The creep to the low end
It’s a design truism that high-end design features eventually find their way to the low end, rendering them the most accessible to the masses and therefore undesirable to those who consider themselves of the elite.
Have we seen this happen to aluminum at Apple? What started as an executive-level product in the 17” and 12” PowerBooks had a healthy life with the professional PowerMac G5s, and with the updated Intel versions of these products. Aluminum is now all over the low-end iPod range, most significantly with the 2GB iPod nano and the 1GB, $79 iPod shuffle. Can a professional designer continue on with a computer that now adorns the most “toy-like” product in Apple’s product line?

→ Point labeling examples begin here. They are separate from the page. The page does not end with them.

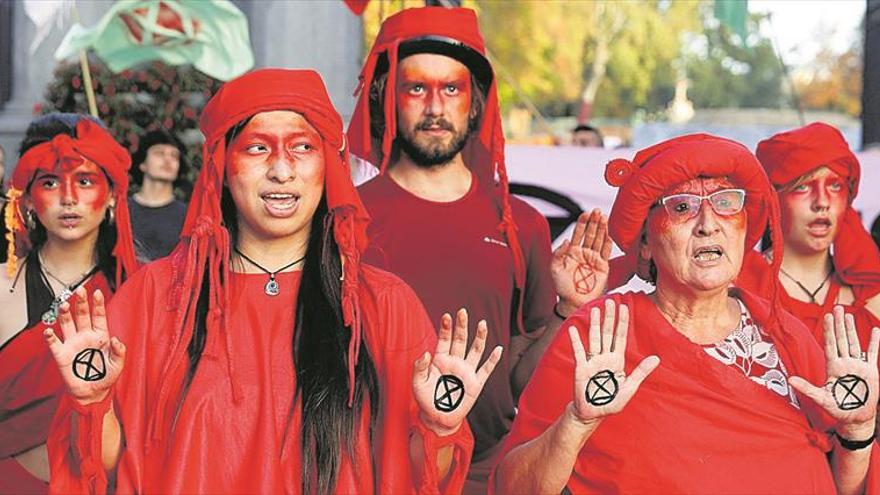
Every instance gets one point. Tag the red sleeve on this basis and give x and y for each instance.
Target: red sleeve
(74, 445)
(540, 292)
(75, 460)
(404, 333)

I think that the next product refresh of the MacBookPro and the MacPro may see a new casing, a new fashion, and a step forward from the “continuity” message that was so important in the Intel transition. Anyone who has paid any attention to Apple during 2006 has received that message loud and clear: Intel Macs are indeed fully Macs, only faster. I’m inclined to think Apple will move forward with black, as that has represented premium pricing lately. My co-worker’s new Core Duo Sony Vaio makes a compelling case that Carbon Fibre could be a nice path, but then it would seem strange and unlikely for Apple to follow Sony’s lead on this, so soon after Sony is caught in imitation of Apple style.